While in the end Swarzak’s chase rate didn’t maintain it’s incredible early-season highs, he finished the season with new career bests in both swinging-strike rate and contact rate. Swarzak’s 14 percent swinging-strike rate clobbered his previous high of 10.6 percent in 2015, and his 70.3 percent contact rate was more than 8 percentage points fewer than his previous best of 78.8 percent, also in 2015. His improvements in location were real and provided tangible results in opposing hitters ability to make contact against Swarzak like they once had.
If the breakout was real, Swarzak absolutely belongs in the top tier alongside Wade Davis and Brandon Morrow, but it was this uncertainty that caused Dave Cameron to rank Swarzak 27th on his piece ranking the 2018 Top 50 Free Agents at FanGraphs. In that piece Cameron includes his contract prediction of three-years and $15 million. The that Cameron crowdsourced had the contract pegged for only two years but a higher average annual value that brought it’s total to $14 million. Both estimates are totally reasonable, and indicate that there is real value to be had in signing Swarzak.
The volatile nature of relief pitchers makes signing them in free agency inherently risky, so why not bet on the late-career breakout who has the chance to be had for less than market value? The fact that Swarzak maintained his improved control over the course of an entire season indicates to me that he’s worth the gamble. Addison Reed is great, but why sign him for $30 million when you could have Swarzak for $15 to $20 million?

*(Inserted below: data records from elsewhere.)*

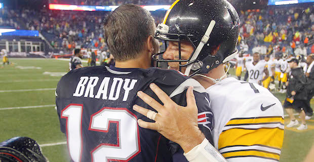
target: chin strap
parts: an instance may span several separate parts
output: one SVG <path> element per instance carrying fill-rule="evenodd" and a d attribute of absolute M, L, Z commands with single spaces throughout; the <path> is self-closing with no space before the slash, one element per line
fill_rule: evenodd
<path fill-rule="evenodd" d="M 203 76 L 204 77 L 206 77 L 207 78 L 210 79 L 211 80 L 213 81 L 213 82 L 214 82 L 214 84 L 217 84 L 219 82 L 220 82 L 222 79 L 224 79 L 225 78 L 227 77 L 227 73 L 228 73 L 228 71 L 229 71 L 229 69 L 230 69 L 230 66 L 229 66 L 229 67 L 228 67 L 228 69 L 227 70 L 227 71 L 226 72 L 226 73 L 224 74 L 224 75 L 222 75 L 221 77 L 220 77 L 220 78 L 218 78 L 218 79 L 214 79 L 213 78 L 210 77 L 209 76 L 205 75 L 203 75 L 203 74 L 195 74 L 194 76 Z"/>

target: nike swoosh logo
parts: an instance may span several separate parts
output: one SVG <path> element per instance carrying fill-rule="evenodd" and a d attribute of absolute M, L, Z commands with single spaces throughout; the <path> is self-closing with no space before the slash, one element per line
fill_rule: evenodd
<path fill-rule="evenodd" d="M 262 104 L 261 105 L 261 110 L 262 110 L 262 111 L 264 111 L 268 109 L 269 107 L 274 105 L 276 104 L 276 103 L 275 103 L 273 104 L 272 105 L 270 105 L 269 106 L 266 106 L 266 107 L 263 107 L 263 104 Z"/>

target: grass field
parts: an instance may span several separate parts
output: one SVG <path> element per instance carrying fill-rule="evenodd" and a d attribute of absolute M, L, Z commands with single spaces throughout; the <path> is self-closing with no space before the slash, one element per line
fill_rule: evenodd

Luckily, along with the volatility that relievers bring to the table comes smaller contract commitments. Barring something unforseen, no relief pitcher not named Wade Davis is going to get more than a three year deal, so it makes sense to bet on the guy who has the most potential to outperform his contract. I’d imagine it’s scary to commit big money to a late-bloomer, but in Anthony Swarzak’s case, that juice is worth the squeeze.